Colonel Dunlop's Australian War Memorial biography reveals he "put his own life at risk as he stood up to the brutality of his Japanese captors", and his name became "a legend among Australian prisoners of war and an inspiration for their own survival".
"Weary was a godsend, a man they only make once in a life time my dad said," Mr Stone recalled. After his death, Mr Stone began to discover more about his father's time on the frontline.
It was when he met Pte Cassidy, he learned of how his father had saved him from the Japanese guards.
"A story appeared in The Examiner with Ron Cassidy, and he wrote how Ernie Stone saved his life, so I found out where Ron lived, and went to meet him and he told me so many stories," Mr Stone recalled.

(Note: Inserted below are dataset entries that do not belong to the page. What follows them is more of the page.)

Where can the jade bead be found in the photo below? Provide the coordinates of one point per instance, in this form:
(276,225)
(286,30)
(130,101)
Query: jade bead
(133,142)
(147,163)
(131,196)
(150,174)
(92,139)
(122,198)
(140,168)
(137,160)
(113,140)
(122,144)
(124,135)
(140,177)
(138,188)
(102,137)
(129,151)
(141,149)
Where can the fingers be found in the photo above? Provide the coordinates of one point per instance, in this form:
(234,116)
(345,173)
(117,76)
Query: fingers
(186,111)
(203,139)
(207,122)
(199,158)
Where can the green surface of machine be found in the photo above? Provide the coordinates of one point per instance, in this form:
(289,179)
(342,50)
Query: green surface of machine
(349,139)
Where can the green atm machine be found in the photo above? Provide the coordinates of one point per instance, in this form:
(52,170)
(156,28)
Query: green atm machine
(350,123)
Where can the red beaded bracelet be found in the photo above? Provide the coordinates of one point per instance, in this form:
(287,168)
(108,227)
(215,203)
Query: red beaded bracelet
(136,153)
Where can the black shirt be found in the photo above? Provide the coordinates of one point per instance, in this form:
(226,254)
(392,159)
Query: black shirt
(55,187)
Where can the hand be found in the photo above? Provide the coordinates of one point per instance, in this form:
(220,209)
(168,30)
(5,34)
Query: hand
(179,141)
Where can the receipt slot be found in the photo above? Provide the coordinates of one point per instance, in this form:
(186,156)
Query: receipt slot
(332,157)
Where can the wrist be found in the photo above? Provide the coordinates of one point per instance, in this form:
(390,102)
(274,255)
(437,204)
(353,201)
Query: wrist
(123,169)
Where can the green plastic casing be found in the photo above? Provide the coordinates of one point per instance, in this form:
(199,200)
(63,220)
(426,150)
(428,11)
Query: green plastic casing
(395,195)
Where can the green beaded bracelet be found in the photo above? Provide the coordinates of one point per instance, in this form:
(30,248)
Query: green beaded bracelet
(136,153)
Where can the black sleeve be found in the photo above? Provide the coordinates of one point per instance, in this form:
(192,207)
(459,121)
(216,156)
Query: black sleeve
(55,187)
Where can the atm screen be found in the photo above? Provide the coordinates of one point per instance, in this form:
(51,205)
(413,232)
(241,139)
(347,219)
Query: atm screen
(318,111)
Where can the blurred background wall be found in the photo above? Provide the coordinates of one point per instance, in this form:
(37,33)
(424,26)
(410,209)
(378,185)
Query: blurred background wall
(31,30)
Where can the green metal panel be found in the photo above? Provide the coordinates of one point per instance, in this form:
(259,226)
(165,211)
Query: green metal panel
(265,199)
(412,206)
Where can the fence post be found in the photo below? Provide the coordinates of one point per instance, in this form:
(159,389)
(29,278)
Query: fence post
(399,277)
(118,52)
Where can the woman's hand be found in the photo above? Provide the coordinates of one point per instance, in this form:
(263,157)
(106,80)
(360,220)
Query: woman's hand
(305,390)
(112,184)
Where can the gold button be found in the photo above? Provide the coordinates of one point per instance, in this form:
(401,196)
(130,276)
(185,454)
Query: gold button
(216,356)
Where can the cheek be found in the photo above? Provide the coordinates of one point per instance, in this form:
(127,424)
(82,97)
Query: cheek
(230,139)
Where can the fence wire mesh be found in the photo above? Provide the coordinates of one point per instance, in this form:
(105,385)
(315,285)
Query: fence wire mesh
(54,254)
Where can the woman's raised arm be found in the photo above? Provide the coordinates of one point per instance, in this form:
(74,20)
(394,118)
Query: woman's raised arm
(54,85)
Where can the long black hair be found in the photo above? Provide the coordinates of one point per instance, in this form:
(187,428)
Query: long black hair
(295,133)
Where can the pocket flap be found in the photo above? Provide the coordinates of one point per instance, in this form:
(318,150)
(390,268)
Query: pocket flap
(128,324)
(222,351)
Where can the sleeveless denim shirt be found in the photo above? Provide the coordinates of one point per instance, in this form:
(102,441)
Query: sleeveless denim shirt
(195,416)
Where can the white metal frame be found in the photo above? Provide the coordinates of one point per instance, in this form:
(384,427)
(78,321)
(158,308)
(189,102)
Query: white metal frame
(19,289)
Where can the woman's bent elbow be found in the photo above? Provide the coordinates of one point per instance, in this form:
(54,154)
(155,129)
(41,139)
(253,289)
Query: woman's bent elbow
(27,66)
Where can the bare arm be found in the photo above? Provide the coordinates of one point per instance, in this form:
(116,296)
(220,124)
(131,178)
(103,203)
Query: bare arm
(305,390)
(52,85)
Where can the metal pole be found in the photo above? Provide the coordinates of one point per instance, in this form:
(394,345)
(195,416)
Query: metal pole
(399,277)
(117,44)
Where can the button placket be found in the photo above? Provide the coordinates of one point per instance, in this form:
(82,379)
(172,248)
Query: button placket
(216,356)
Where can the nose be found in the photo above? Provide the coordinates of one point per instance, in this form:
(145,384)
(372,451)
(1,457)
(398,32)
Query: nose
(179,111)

"I saw Ron again on his 90th birthday, and he opened his shirt and showed me the three stab wounds in his chest from where he was bayoneted, and when Dad stepped in between the three guards.
"He also told me about a young soldier who collapsed during their first parade in front of the Japanese commanding officer, at their Timor camp Usapa Besar when they were captured as POW - Ron told me they stood for an hour in the sun.
"They called the commanding officer the black pig, he was an atrocious man. A Japanese guard grabbed the boy, and said you have to stand on your feet, so he dragged him to his feet and said 'stick your head out', and he cut his head right off. Ron said after that it just got worse, it was absolutely brutal."
And it was that brutality Cpl Stone never wanted his own sons to endure, urging them not to enlist.
"I was a Company Sergeant in cadets, then leader of the school pipe and drum band, and my brother Frank was a piper in the band, and that made Dad very happy, but he always said nobody wins in war," Mr Stone said.
"He would say 'it wasn't your war son, leave it alone, it was in my era, you will spend the rest of your life regretting it'."
Memorials to the 2/40th Battalion have been erected in Kings Park, Launceston, in Hobart and at Greens Beach.